How Can I Alert on a Backup Failure of a node

So, I am aware of this thread: And I am also aware the job logs can be emailed, but that is a very crude email or don't email approach. 

I also like the idea of the mop up action that showed, and I can see that working in some cases for us but not for all. We have >100 weekly backup schedules which attempt to backup >6k devices. We don't want folks to manually trawl through log files as we already get blindsided enough by emails and so need an automated method to do this.

Simply stated:

We need to alert on any specific node that fails to backup so that it can be raised as an incident.

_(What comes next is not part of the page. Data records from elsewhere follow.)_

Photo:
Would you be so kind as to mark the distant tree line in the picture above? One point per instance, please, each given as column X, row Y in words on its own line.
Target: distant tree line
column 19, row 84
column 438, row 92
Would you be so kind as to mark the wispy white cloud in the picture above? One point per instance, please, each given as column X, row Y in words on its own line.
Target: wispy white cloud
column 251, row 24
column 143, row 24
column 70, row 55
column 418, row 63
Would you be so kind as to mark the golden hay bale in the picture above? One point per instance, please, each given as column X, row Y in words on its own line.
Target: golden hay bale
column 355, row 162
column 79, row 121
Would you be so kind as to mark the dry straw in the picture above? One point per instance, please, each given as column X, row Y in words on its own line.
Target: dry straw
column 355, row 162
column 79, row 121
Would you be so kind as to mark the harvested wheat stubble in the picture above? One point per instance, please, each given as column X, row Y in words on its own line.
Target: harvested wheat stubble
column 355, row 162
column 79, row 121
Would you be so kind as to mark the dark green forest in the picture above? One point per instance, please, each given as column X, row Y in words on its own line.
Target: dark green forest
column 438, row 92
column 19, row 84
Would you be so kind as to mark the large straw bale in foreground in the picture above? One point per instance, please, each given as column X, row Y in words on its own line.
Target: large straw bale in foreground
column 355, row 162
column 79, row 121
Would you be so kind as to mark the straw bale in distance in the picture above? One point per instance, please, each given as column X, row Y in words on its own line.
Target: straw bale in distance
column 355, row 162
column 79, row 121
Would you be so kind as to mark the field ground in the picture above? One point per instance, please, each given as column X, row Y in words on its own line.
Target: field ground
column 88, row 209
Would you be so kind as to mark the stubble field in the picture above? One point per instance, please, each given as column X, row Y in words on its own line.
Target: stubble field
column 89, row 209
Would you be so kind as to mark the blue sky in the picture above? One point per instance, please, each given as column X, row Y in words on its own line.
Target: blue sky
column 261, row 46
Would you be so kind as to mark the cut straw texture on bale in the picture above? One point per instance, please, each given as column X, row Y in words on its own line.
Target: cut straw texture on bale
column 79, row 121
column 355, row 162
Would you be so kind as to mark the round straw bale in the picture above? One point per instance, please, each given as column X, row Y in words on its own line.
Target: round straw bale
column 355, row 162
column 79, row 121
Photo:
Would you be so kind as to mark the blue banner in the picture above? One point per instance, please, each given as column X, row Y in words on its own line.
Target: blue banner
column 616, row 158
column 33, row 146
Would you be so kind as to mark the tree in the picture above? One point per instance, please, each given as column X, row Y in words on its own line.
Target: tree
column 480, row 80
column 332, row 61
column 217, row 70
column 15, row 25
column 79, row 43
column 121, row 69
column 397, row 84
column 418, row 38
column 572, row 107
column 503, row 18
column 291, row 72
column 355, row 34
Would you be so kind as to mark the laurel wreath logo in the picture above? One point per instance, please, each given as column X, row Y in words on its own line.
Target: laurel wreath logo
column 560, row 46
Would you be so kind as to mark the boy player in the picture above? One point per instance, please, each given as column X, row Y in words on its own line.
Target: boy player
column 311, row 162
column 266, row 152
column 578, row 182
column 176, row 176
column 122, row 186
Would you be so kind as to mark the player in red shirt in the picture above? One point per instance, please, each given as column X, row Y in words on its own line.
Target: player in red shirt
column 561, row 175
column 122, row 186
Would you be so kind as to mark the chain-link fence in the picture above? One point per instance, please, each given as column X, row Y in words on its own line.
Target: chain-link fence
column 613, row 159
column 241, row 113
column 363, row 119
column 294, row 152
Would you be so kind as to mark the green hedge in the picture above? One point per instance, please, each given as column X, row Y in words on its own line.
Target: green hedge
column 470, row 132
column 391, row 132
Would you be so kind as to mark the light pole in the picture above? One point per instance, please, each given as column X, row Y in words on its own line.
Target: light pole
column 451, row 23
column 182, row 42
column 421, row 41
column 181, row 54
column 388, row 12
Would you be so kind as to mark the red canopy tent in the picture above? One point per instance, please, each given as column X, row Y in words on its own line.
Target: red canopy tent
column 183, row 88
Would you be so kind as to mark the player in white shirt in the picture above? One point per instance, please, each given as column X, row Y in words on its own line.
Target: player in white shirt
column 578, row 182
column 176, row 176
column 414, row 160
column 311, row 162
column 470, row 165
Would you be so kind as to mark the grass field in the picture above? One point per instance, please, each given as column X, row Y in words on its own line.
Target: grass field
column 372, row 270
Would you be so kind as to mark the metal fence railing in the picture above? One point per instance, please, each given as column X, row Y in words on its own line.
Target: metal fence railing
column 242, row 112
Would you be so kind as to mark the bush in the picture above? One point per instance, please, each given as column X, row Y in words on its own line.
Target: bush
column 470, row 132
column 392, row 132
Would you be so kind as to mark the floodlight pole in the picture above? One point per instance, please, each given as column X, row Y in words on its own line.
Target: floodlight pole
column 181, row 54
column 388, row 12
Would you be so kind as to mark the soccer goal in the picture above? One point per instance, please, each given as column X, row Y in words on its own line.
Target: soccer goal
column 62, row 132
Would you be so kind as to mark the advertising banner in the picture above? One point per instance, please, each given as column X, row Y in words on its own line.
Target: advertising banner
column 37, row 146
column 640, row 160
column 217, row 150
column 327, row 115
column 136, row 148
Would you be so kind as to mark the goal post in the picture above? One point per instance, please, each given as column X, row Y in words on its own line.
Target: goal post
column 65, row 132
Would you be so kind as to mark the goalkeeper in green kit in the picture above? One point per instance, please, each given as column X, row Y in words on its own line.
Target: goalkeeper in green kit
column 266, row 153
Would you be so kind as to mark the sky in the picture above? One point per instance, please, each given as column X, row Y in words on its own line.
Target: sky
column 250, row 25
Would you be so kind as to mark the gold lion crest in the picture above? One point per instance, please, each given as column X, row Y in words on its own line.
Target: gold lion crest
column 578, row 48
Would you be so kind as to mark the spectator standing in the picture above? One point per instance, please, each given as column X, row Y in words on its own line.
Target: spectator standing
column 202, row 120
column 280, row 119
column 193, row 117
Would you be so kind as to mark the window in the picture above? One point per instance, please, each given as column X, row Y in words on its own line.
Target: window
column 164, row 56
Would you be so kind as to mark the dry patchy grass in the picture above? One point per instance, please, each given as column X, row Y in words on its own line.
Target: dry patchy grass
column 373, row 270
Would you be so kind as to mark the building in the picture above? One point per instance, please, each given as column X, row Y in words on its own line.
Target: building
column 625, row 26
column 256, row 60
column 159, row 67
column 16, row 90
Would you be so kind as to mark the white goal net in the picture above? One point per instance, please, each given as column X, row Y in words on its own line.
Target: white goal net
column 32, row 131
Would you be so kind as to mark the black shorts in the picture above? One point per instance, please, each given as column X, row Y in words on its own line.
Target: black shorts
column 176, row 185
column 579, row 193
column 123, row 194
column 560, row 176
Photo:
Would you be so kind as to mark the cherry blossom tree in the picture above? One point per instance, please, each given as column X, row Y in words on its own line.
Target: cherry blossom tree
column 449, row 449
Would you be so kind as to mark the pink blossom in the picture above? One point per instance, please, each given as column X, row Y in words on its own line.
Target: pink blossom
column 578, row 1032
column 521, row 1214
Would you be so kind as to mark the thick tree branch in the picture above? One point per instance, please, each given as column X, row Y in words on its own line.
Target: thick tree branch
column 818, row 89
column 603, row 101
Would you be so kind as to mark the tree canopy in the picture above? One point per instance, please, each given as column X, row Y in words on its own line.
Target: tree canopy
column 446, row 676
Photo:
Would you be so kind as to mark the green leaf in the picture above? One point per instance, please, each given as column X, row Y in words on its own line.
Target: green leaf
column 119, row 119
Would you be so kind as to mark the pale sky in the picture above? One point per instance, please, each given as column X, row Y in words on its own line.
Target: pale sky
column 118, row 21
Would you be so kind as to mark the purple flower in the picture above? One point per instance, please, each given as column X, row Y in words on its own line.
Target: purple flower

- personally speaking I know this is likely to raise more manual work to go and trigger a fresh backup or investigate why it is failing, but in this glorious new world of automation, this is what management want. And, let's face it, there is only so much sense you can talk to management before they start demanding stuff Wink

  • I see where you are headed, and it makes sense.

    My NOC has a dashboard with these stats (and links to a report called NCM Backup Audit). 

    The report is powered by the SWQL below, I don't remember where this came from. Might be default, I might have found it here on Thwack, heck, I occasionally even write it myself. 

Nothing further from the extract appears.